German television has produced 26 Commissario Brunetti episodes for broadcast.

==Bibliography==

===Other novels===
- The Jewels of Paradise (2012)

===Non-fiction===

====Books====
- Leon, Donna (2010). "A Taste of Venice: At Table with Brunetti (also known as Brunetti's Cookbook)"
- Leon, Donna (2013). "My Venice and Other Essays"
- Wandering Through Life: A Memoir (2023)
- Backstage: Stories of a writing life (2025)
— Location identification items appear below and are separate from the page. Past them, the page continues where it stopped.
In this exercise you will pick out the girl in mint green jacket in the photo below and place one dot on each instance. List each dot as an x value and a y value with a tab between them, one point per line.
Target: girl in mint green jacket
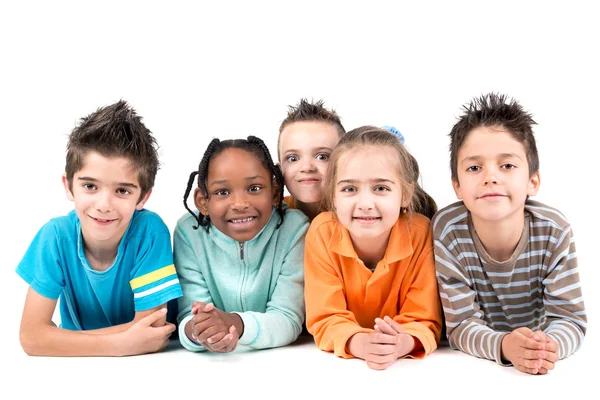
240	259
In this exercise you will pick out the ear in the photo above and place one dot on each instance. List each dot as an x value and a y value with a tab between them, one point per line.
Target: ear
534	184
456	187
201	201
407	196
67	190
275	192
141	203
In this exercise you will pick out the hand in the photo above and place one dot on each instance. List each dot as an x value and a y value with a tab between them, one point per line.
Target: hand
214	329
551	348
525	350
143	338
405	343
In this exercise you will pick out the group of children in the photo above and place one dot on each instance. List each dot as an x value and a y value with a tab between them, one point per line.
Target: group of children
357	253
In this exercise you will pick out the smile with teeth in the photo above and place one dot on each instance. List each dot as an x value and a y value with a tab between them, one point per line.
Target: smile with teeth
241	220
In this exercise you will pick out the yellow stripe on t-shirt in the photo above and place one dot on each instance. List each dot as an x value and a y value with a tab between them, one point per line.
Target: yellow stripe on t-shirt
152	276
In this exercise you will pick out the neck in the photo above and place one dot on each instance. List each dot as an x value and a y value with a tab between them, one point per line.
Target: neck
371	250
500	238
100	256
311	210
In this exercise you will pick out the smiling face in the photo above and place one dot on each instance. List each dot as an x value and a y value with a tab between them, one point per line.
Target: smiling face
493	175
240	194
305	148
368	192
106	193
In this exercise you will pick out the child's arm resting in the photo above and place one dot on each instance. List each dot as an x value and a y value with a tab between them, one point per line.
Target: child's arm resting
193	285
40	337
327	316
566	321
420	312
281	323
465	327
====Books with musical recordings====
- Leon, Donna (2010). "Handel's Bestiary: In Search of Animals in Handel's Operas" Book and audio recording. WorldCat summary: "A literary, visual, and musical exploration of twelve of Handel's arias referencing animals. Complemented by a CD recording, conducted by Alan Curtis with Karina Gauvin (Soprano), Ann Hallenberg (Mezzo-soprano), Paul Agnew, and Anicio Zorzi Giustiniani (Tenor)."
- Leon, Donna (2011). "Venetian Curiosities" Book and audio recording. Worldcat summary: "Novelist Donna Leon recounts some legendary tales of Venice, offering insight into Venetian customs of the past and present. Includes music CD of seven concertos by Antonio Vivaldi performed by Il Complesso Barocco and conducted by Riccardo Minasi."
- Leon, Donna (2013). "Gondola" Book and audio recording. Worldcat summary: "Accompanied by a CD of Italian boat songs, this fascinating history of the gondola, which was first used in medieval Venice as a maneuverable getaway boat, reveals how it evolved over the centuries into a floating pleasure palace that facilitated the romantic escapades of the Venetian elite." Notes: "With a CD of Venetian barcarole performed by Il Pomo d'Oro, conducted by Riccardo Minasi, featuring Vincenzo Capezzuto and Cecilia Bartoli."

==Spin-offs==
Leon's Commissario Brunetti novels have spawned multiple spin-off enterprises, including:

- A travel guidebook: Sepeda, Toni (2009). "Brunetti's Venice: Walks with the City's Best-Loved Detective"
- Walking Tours of Guido Brunetti's Venice with accompanying maps: Dr. Toni Sepeda,"the only lecturer authorized by Donna Leon to conduct events in Brunetti's Venice", leads individual and group tours of the locations and routes noted in Leon's Commissario Guido Brunetti novels.